« C’est comme ça qu’il faut faire ! Il faut parler à la direction quand on n’est pas d’accord ! » Jessica Michel, secrétaire générale FO CHITS, lève le poing, devant une foule d’environ 200 salariés massés devant l’hôpital Sainte-Musse, jeudi midi, après l’appel à la grève lancé par le syndicat. Raisons de la colère, « la démolition de l’hôpital public et le mépris des personnels », et « un dialogue social devenu une illusion », malgré des « lits fermés par manque d’effectifs, des services d’urgences saturés, le sous-effectif quotidien, l’épuisement généralisé des équipes et la perte de sens au travail ».

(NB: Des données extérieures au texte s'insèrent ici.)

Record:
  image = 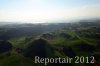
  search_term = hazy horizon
[0,0,100,23]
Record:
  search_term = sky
[0,0,100,23]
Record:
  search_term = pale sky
[0,0,100,22]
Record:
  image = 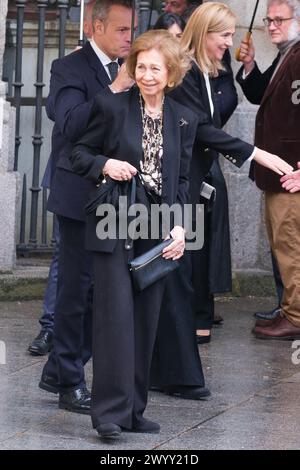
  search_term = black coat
[172,63,254,292]
[70,87,197,252]
[46,43,118,221]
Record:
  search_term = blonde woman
[164,2,292,342]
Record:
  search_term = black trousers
[43,216,93,392]
[191,210,214,330]
[151,252,204,388]
[91,240,165,429]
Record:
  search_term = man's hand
[280,162,300,193]
[102,158,137,181]
[240,38,255,74]
[253,148,293,175]
[110,64,134,93]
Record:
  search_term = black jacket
[70,87,197,252]
[46,43,117,221]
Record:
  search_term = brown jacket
[237,42,300,192]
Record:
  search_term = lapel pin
[179,118,188,127]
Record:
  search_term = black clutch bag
[129,238,179,291]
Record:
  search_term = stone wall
[0,0,20,271]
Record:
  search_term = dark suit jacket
[170,63,254,203]
[237,42,300,192]
[46,43,116,221]
[70,87,197,252]
[211,49,238,127]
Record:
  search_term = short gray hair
[268,0,300,21]
[92,0,133,22]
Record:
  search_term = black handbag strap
[125,176,136,250]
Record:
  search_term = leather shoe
[252,316,300,340]
[253,307,281,326]
[39,374,59,393]
[164,385,210,400]
[213,314,224,325]
[58,387,91,415]
[28,330,53,356]
[131,418,160,434]
[96,423,122,439]
[196,335,211,344]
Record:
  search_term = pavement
[0,297,300,451]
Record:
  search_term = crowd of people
[28,0,300,439]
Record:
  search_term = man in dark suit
[39,0,132,413]
[237,0,300,339]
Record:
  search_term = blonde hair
[126,29,191,91]
[181,2,236,76]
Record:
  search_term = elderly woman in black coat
[71,31,197,439]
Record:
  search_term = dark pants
[151,253,204,388]
[191,211,214,330]
[43,216,92,391]
[39,216,60,331]
[91,240,165,429]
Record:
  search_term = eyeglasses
[263,16,294,28]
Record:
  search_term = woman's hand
[239,38,255,74]
[280,162,300,193]
[110,64,134,93]
[163,225,185,260]
[254,149,293,175]
[102,158,137,181]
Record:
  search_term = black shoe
[213,314,224,325]
[96,423,122,439]
[39,374,59,393]
[131,418,160,434]
[58,387,91,415]
[165,385,210,400]
[253,307,280,320]
[197,335,211,344]
[28,330,53,356]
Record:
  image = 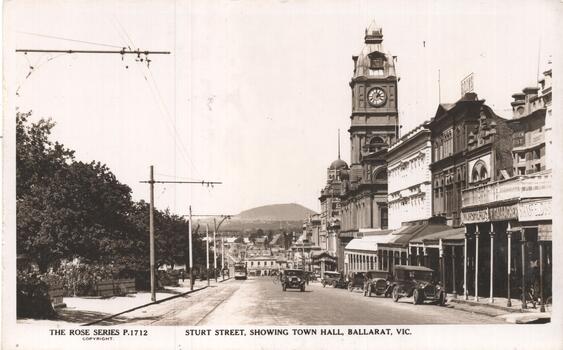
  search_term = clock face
[368,88,387,107]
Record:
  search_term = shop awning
[378,220,451,246]
[344,233,394,252]
[411,227,465,244]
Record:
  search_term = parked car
[321,271,346,288]
[281,269,307,292]
[392,265,446,305]
[364,271,393,298]
[347,272,366,292]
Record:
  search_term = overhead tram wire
[110,20,203,177]
[17,31,121,48]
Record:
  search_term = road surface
[114,277,503,326]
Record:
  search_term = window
[381,207,389,229]
[481,167,489,180]
[369,68,383,76]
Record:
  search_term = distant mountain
[237,203,316,221]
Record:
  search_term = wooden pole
[213,219,217,282]
[188,205,194,290]
[149,165,156,302]
[475,224,479,301]
[205,224,209,287]
[506,227,512,307]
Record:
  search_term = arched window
[471,160,489,182]
[369,136,385,145]
[481,167,489,180]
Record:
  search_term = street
[110,277,503,326]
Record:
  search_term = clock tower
[348,22,399,182]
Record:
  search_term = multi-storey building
[428,93,512,227]
[317,152,349,256]
[509,70,552,175]
[303,214,321,247]
[387,125,432,229]
[462,71,552,304]
[340,23,399,238]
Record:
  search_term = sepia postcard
[1,0,563,350]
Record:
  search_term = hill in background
[237,203,315,221]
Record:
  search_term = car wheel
[391,286,399,302]
[438,292,446,306]
[412,289,420,305]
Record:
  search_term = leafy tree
[16,112,205,275]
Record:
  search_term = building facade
[317,157,349,256]
[428,93,512,227]
[387,125,432,229]
[462,71,553,305]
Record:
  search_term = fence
[48,284,64,307]
[96,278,136,297]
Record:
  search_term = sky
[4,0,561,215]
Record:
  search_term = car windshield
[285,270,303,277]
[405,271,432,281]
[367,271,388,278]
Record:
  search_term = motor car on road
[321,271,346,288]
[392,265,446,305]
[347,272,366,292]
[281,269,307,292]
[364,271,393,298]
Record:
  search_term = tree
[16,112,205,274]
[16,112,132,272]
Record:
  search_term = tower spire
[338,129,340,159]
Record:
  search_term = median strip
[81,286,207,326]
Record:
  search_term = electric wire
[16,52,68,97]
[17,31,123,48]
[114,17,202,177]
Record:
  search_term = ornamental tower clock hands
[368,88,387,107]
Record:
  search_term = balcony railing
[461,172,552,207]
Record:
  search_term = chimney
[352,56,358,74]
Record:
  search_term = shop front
[462,172,552,309]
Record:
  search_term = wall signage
[489,204,518,221]
[461,209,489,224]
[518,199,551,221]
[461,73,474,97]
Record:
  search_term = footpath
[448,296,551,324]
[17,277,229,326]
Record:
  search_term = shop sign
[518,199,551,221]
[461,209,489,224]
[538,224,551,241]
[489,204,518,221]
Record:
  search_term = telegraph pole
[221,235,225,281]
[149,165,156,302]
[205,224,209,287]
[213,218,217,282]
[139,174,222,294]
[188,205,194,290]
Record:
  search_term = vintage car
[364,271,393,298]
[281,269,307,292]
[347,272,366,292]
[392,265,446,305]
[321,271,346,288]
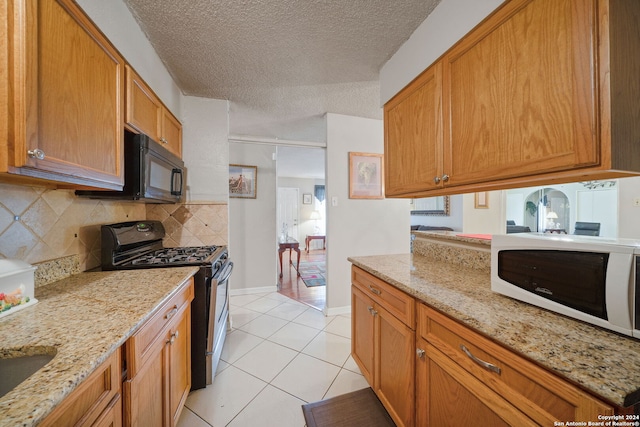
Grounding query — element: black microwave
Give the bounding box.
[76,131,186,203]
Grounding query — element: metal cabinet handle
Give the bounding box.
[164,305,178,320]
[167,331,179,344]
[27,148,45,160]
[460,344,502,375]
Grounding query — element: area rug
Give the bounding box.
[302,387,395,427]
[298,262,327,288]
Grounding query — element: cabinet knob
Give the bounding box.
[164,305,178,320]
[27,148,45,160]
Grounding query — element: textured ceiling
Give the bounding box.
[124,0,440,142]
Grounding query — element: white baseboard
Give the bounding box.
[229,285,278,296]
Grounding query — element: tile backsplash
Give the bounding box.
[0,184,228,270]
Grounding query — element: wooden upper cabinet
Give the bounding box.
[125,65,182,157]
[0,0,124,189]
[160,108,182,157]
[384,63,442,195]
[384,0,640,197]
[443,0,600,185]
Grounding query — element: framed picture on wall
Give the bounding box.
[349,153,384,199]
[229,165,258,199]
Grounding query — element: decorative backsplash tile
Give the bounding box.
[0,184,146,270]
[0,184,229,271]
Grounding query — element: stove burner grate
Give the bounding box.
[131,246,217,265]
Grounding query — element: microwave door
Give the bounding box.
[144,150,183,202]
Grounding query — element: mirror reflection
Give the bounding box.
[505,181,618,237]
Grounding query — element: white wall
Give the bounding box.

Une mobilisation qui a porté ses fruits et provoqué un immense soulagement chez les soignants, dont les nombreuses embrassades à l’intention de leurs représentants syndicaux étaient à la hauteur de leur reconnaissance. « Je leur ai dit que c’était eux qu’il fallait remercier, car sans eux, la direction n’aurait pas répondu comme ça », salue Jessica Michel, qui loue aussi l’implication de Josée Massi, maire (SE) de Toulon et présidente du conseil de surveillance de l’hôpital : « Elle nous a entendus et écoutés. Elle connaissait le dossier, la vie des agents lui tient à cœur. »
Trois des revendications émises par les travailleurs ont été entendues. Tout d’abord, la prise en compte de la pause méridienne dans le temps de travail. Deuxièmement, le passage de 35 à 37h30 de travail hebdomadaires, alors que de nombreuses heures supplémentaires n’étaient ni récupérées, ni payées. « Le passage aux 35 heures au sein de l’hôpital en 2002 s’est fait sans moyen », évoque Gilles Manchon, secrétaire régional Paca-Corse FO Santé. « Les agents hospitaliers ont absorbé la surcharge de travail depuis maintenant 24 ans. Ils doivent avoir leur repos compensateur par rapport à la surcharge de travail qu’ils ont. »
Un point sur lequel FO CHITS restera particulièrement vigilant, certains agents cumulant « plus de 300 heures non payées, ni récupérées », ajoute Gilles Manchon. Cela, grâce à la troisième avancée obtenue, à savoir l’implication des salariés dans la construction des cycles de travail (gestion des horaires, des temps de repos).
Mais le secrétaire régional FO Santé tempère : « On a gagné un match contre la direction, mais le championnat est long et d’autres matches s’annoncent. » Car, désormais, place à un cycle de négociations entre les deux parties, qui concernera les cycles de travail, donc, et les moyens matériels et humains accordés aux services.
Yann le Bras, directeur du CHITS, se place lui aussi dans une logique d’ouverture : « Il faut une méthode pour porter un dialogue social constructif, qui prenne en compte le vécu des agents, mais aussi les réalités de l’établissement. » Dans cette perspective, la question du temps de travail fera l’objet d’une attention particulière : « Il y a parfois des sujets à modifier, notamment quand le rapport à la loi est en jeu, et c’est un des sujets qui est sur la table », promet-il aux 4 000 agents hospitaliers de l’établissement.